BofA's head of global rates and FX research spoke to Bloomberg earlier
- "Interest insensitive FX flows" have been weighing on the dollar in 2017
- First of such flows is cross-border equities flow
- 2017 saw massive foreign purchases of European equities and no interest in US equities
- Money now coming out of Europe to US equities
- Recent correction has helped with valuation as US equities are now less expensive
- Second flow is reserve diversification
- Investors have been heading to EM over the last year and central banks have been buying euro
- But EM is blowing up - Turkey, Argentina, India, Mexico are "blowing up"

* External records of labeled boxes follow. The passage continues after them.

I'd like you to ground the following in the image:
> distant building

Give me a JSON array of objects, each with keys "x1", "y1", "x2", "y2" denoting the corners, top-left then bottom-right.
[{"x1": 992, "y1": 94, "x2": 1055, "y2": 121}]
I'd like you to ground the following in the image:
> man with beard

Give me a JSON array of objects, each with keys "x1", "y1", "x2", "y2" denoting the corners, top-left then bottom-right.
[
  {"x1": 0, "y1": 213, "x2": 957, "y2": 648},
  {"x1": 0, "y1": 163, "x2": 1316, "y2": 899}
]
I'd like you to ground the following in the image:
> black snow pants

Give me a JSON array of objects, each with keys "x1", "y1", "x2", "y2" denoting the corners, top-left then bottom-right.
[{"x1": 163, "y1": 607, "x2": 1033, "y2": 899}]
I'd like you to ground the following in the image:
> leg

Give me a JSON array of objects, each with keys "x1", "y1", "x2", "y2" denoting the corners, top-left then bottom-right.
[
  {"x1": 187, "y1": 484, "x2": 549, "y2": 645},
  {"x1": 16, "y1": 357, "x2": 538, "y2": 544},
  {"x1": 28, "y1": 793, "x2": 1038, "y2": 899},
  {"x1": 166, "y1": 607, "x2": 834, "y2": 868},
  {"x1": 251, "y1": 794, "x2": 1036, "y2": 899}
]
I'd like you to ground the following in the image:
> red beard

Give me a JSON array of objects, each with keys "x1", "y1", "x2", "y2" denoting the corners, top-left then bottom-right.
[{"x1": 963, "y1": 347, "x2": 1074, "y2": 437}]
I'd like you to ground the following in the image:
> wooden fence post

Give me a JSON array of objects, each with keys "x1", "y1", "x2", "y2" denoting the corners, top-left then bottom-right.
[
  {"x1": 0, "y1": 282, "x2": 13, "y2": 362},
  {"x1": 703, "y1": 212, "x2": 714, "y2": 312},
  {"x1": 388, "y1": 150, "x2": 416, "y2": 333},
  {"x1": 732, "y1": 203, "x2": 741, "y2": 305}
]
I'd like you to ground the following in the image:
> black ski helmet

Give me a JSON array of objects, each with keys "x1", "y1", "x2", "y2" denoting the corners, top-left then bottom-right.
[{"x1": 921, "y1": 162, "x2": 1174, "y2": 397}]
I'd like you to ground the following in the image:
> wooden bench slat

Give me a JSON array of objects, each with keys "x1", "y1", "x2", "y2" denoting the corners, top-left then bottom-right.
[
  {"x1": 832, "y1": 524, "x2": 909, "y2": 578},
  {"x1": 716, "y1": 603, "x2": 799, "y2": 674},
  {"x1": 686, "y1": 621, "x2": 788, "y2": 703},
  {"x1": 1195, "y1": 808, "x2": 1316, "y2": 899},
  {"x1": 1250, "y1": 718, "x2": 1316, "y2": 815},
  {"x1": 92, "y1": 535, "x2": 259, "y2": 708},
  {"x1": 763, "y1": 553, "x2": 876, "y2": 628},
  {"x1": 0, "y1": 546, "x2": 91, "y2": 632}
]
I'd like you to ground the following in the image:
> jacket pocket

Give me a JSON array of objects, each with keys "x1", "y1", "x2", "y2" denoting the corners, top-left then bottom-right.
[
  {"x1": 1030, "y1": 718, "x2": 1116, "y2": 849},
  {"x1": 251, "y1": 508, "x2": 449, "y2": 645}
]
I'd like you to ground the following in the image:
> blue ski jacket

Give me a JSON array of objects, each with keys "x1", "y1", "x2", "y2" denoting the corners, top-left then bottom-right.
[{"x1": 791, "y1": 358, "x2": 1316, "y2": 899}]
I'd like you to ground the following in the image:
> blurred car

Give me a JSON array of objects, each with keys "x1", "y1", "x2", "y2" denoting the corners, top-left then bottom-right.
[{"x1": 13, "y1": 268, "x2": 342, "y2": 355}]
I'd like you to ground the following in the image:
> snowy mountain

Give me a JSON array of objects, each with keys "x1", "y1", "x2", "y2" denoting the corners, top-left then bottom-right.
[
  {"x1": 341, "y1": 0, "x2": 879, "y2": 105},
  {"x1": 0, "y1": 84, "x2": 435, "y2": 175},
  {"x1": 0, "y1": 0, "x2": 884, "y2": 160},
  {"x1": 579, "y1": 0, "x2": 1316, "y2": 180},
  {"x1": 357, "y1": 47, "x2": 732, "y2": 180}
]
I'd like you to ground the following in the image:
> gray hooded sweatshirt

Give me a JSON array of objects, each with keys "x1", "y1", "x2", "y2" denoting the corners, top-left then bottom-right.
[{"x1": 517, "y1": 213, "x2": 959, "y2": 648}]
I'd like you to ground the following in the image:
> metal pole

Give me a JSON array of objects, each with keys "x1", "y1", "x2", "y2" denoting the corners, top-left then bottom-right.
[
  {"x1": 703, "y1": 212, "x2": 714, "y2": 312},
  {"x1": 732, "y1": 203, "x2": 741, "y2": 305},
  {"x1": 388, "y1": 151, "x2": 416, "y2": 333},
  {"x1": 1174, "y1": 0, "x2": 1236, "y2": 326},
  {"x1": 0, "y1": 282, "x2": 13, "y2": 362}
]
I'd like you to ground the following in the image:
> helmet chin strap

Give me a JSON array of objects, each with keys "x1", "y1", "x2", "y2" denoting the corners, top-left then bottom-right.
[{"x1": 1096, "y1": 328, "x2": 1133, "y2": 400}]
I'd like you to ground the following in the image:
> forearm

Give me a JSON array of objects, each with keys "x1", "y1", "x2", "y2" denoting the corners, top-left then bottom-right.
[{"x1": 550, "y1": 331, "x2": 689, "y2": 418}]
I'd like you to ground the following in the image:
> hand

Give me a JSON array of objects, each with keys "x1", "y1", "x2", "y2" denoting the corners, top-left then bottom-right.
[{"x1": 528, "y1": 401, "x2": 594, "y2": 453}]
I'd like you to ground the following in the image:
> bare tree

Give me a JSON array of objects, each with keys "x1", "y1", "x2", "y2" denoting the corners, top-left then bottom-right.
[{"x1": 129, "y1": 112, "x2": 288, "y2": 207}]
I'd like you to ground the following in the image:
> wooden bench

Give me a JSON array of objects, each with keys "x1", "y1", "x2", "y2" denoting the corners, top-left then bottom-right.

- Now outflows from EM back to the dollar
- April numbers from Germany, France are not good either so it will discredit the bad weather story in Q1
- Believes that strong euro is biting into Eurozone growth and the weakness is likely to persist
- EUR/USD breaking below 1.2000 sees "every one running for the exit" in EM
- Higher dollar is a dangerous aspect for EM
- If trade negotiations blow up with China, it will be a problem for the dollar
- Although may be a problem for the dollar, it will be a bigger problem for EM
It's a rather long one but he gives a very refreshing take on the dollar's recent upside momentum, and he sees the reversal of cross-border equities flow as well as diversification flows as headwinds for the US dollar going forward.
He appears to be particularly bearish on EM and the euro at the current point in time too.